(594g) A Continuous and Controlled Pharmaceutical Freeze-Drying Technology for Unit Doses | AIChE

(594g) A Continuous and Controlled Pharmaceutical Freeze-Drying Technology for Unit Doses

Authors 

De Beer, T. - Presenter, Ghent University
Driven by growing needs in the biopharmaceutical market and regulatory pressure, a continuous and controlled freeze-drying technology
for unit doses to preserve biopharmaceuticals has been developed. Such continuous process allows
a more efficient, cheaper, greener and controllable manufacturing method compared to
traditional batch production systems, offering competitive advantages and business
opportunities.


Pharmaceutical freeze-drying (lyophilization) is a low-temperature drying process in which
aqueous solutions of heat-labile biopharmaceuticals are converted into solids with sufficient
stability for distribution and storage. Similar to all manufacturing processes of drug products
(solids, semi-solids and liquids), conventional pharmaceutical freeze-drying is generally
accomplished using batch processing that is considered time-consuming, costly, non-flexible
and lacking robust quality control and real-time release.

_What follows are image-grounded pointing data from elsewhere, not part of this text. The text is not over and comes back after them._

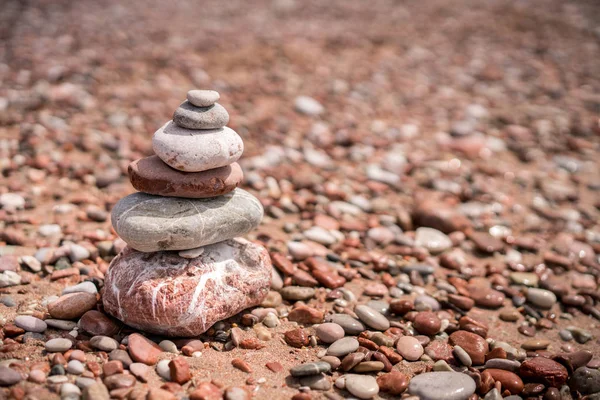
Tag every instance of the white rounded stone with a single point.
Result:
(154, 223)
(196, 150)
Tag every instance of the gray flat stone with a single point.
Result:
(190, 116)
(152, 223)
(203, 98)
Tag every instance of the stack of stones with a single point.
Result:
(183, 268)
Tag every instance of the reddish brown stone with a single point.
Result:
(509, 380)
(152, 175)
(486, 297)
(394, 383)
(329, 279)
(251, 344)
(96, 323)
(283, 264)
(440, 350)
(544, 370)
(274, 366)
(401, 306)
(475, 346)
(112, 368)
(427, 323)
(390, 354)
(72, 305)
(296, 338)
(192, 346)
(462, 302)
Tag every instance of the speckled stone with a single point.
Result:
(194, 150)
(153, 223)
(227, 278)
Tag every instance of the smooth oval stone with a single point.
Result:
(151, 223)
(104, 343)
(351, 326)
(372, 318)
(503, 363)
(586, 380)
(30, 324)
(361, 386)
(541, 297)
(193, 150)
(343, 346)
(535, 344)
(9, 376)
(313, 368)
(151, 175)
(227, 278)
(297, 293)
(190, 116)
(432, 239)
(58, 345)
(329, 332)
(409, 347)
(63, 325)
(203, 98)
(442, 386)
(87, 287)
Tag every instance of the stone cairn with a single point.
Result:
(183, 268)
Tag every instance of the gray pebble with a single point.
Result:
(313, 368)
(343, 346)
(162, 369)
(189, 116)
(104, 343)
(87, 287)
(30, 324)
(379, 306)
(168, 346)
(61, 324)
(361, 386)
(351, 326)
(69, 391)
(58, 345)
(203, 98)
(316, 382)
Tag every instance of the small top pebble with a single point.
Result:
(203, 98)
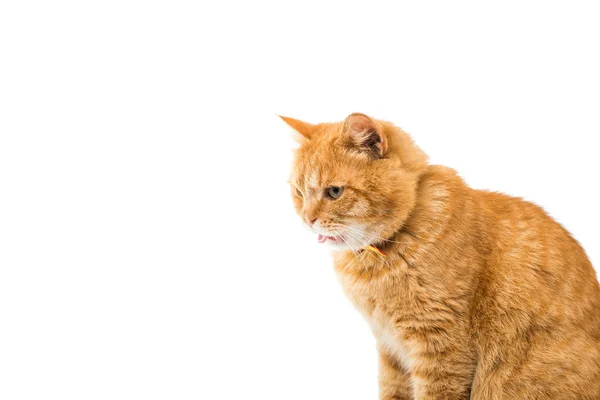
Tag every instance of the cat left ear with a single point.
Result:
(303, 128)
(365, 134)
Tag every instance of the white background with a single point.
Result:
(148, 245)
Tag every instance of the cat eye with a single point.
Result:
(335, 192)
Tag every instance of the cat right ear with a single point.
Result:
(303, 128)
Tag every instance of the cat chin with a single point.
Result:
(342, 246)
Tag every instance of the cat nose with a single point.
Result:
(310, 220)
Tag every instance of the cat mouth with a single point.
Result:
(332, 239)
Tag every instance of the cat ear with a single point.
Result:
(365, 134)
(303, 128)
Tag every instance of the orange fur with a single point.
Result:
(479, 295)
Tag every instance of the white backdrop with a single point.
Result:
(148, 245)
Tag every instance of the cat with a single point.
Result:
(470, 294)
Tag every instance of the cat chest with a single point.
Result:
(376, 305)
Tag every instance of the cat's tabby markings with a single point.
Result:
(479, 295)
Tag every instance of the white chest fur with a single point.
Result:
(386, 331)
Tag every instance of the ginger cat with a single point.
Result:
(470, 294)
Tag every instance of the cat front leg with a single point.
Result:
(394, 382)
(442, 376)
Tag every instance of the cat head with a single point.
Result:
(354, 183)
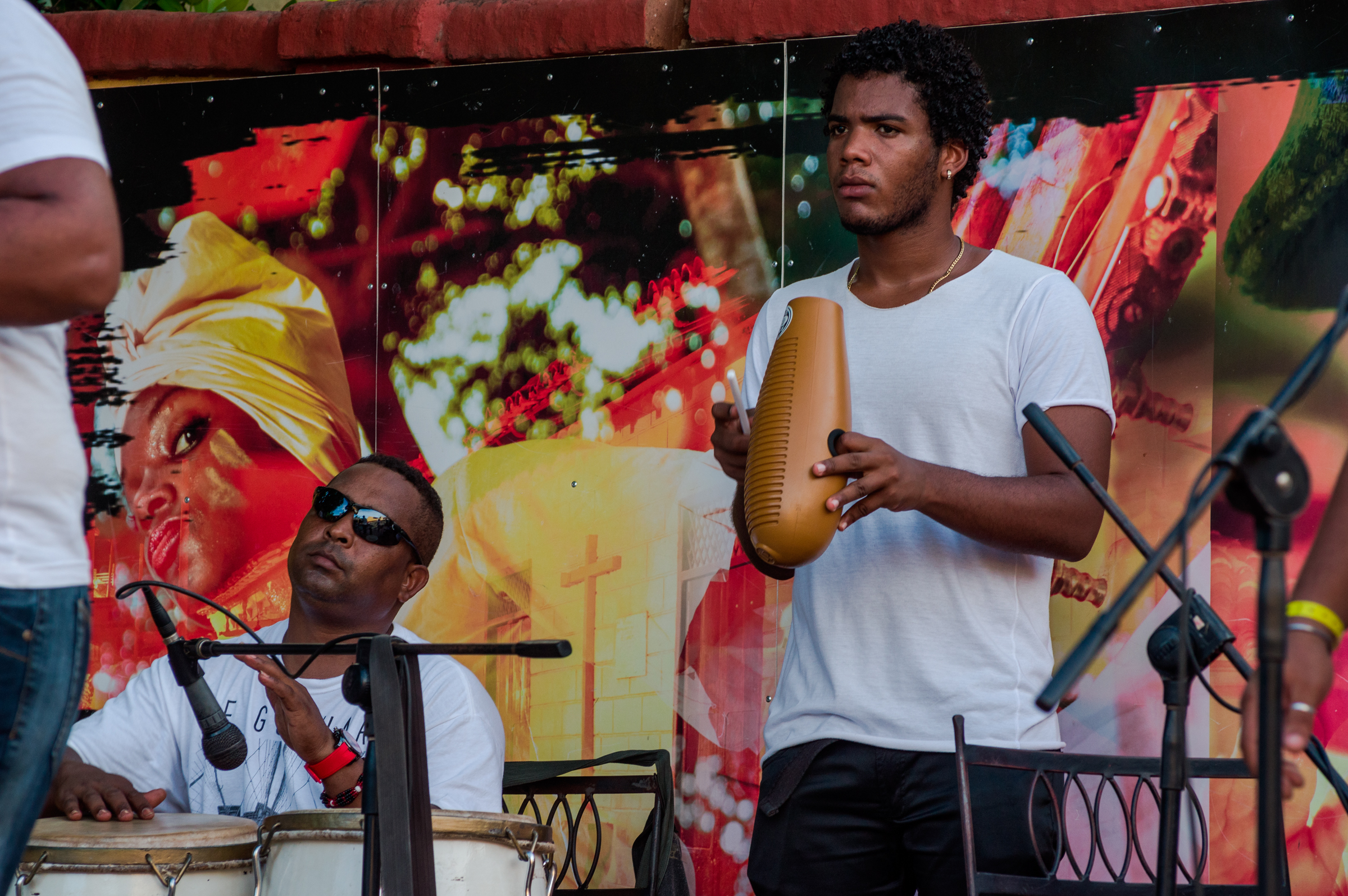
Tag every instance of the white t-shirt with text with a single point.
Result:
(149, 735)
(904, 623)
(45, 113)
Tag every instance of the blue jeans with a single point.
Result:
(44, 658)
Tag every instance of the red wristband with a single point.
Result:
(334, 763)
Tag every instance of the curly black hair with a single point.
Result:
(430, 522)
(948, 81)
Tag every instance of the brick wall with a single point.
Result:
(417, 33)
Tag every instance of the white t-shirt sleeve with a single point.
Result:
(45, 107)
(135, 735)
(466, 742)
(767, 322)
(1056, 356)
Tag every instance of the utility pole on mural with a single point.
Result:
(590, 574)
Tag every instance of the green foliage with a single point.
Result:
(1288, 234)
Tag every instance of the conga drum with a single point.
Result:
(189, 854)
(318, 853)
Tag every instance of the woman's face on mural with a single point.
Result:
(208, 488)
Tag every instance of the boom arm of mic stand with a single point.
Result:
(1068, 455)
(1063, 448)
(1250, 435)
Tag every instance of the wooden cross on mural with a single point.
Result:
(590, 573)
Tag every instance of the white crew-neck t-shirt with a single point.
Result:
(904, 623)
(45, 113)
(149, 735)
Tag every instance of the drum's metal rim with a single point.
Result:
(73, 857)
(463, 829)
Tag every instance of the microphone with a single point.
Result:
(221, 740)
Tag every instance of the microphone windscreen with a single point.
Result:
(805, 396)
(227, 748)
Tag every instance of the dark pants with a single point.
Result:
(44, 657)
(866, 820)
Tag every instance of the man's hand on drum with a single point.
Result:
(298, 720)
(79, 789)
(731, 445)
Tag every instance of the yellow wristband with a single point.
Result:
(1318, 614)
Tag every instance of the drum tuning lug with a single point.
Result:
(24, 879)
(170, 880)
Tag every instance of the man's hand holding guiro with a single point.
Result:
(731, 446)
(882, 479)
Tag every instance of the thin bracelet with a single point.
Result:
(1315, 630)
(1318, 612)
(347, 797)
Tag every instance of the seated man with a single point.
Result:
(143, 749)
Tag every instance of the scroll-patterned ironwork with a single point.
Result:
(1091, 779)
(561, 790)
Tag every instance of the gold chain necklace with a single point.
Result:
(857, 271)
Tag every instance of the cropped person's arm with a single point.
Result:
(60, 241)
(1309, 666)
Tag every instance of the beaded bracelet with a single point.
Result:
(1318, 614)
(347, 797)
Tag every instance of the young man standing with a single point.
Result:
(933, 598)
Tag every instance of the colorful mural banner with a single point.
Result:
(531, 280)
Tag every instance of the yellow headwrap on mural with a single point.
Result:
(223, 316)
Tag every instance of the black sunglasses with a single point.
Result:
(371, 524)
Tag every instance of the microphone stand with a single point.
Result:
(1264, 476)
(382, 675)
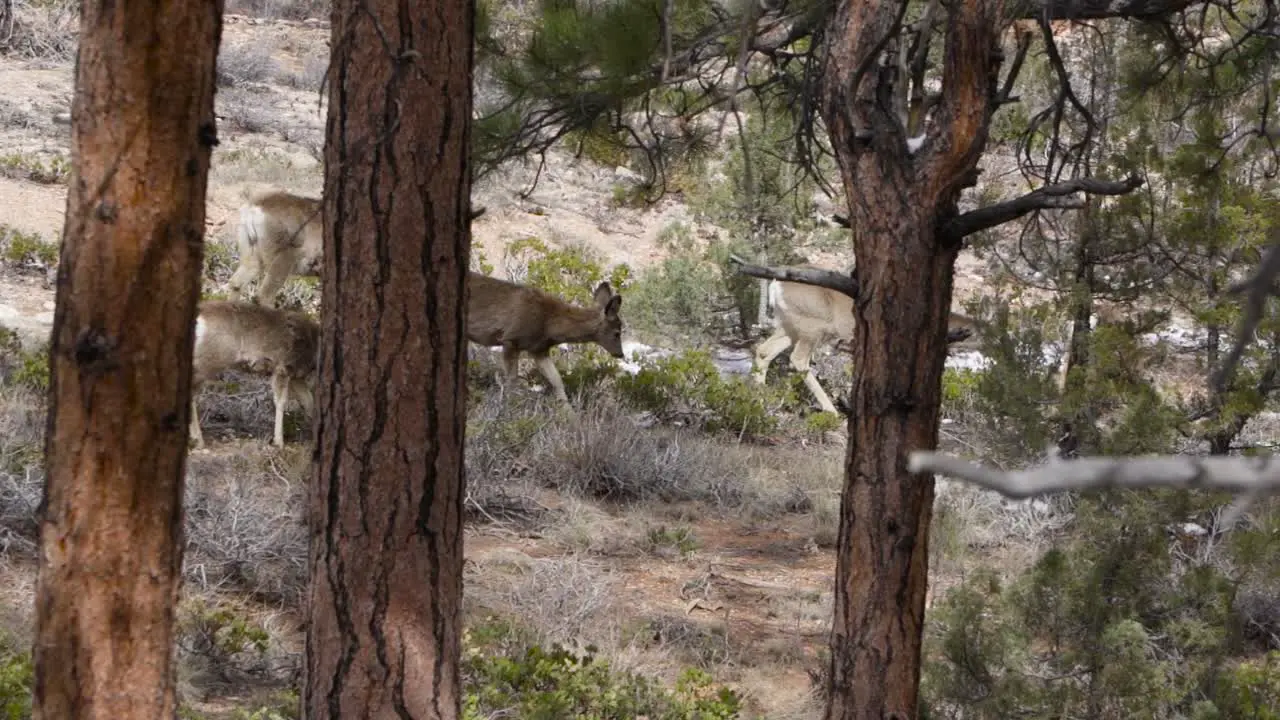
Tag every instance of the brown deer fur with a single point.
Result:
(279, 235)
(525, 319)
(260, 340)
(810, 317)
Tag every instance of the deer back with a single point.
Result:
(291, 222)
(243, 335)
(533, 320)
(807, 310)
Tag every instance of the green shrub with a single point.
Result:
(551, 684)
(1252, 689)
(26, 249)
(17, 679)
(689, 386)
(27, 165)
(571, 273)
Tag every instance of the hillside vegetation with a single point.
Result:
(667, 551)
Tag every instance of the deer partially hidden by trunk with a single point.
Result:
(279, 235)
(263, 341)
(525, 319)
(808, 317)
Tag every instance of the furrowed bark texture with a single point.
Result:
(142, 130)
(383, 638)
(899, 201)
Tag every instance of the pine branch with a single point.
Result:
(1247, 477)
(1100, 9)
(1054, 196)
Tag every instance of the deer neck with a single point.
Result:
(574, 324)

Four major industrial drivers are demanding a more efficient and better controllable
pharmaceutical freeze-drying technology for unit doses: cost-cutting, regulatory pressure, a
fast growing biopharmaceutical market and an ageing population requiring more personalized
medicines.


The continuous and controlled freeze-drying technology, developed following the principle of model based design, offers clear advantages over
current batch production such as cost reduction (up to 50%), track-and-trace product quality
control, and a significant reduction of processing time (> 40 times faster, e.g. 1 hour instead of
5 days at a vial level), reduced need for clean room and a substantial sustainability gain.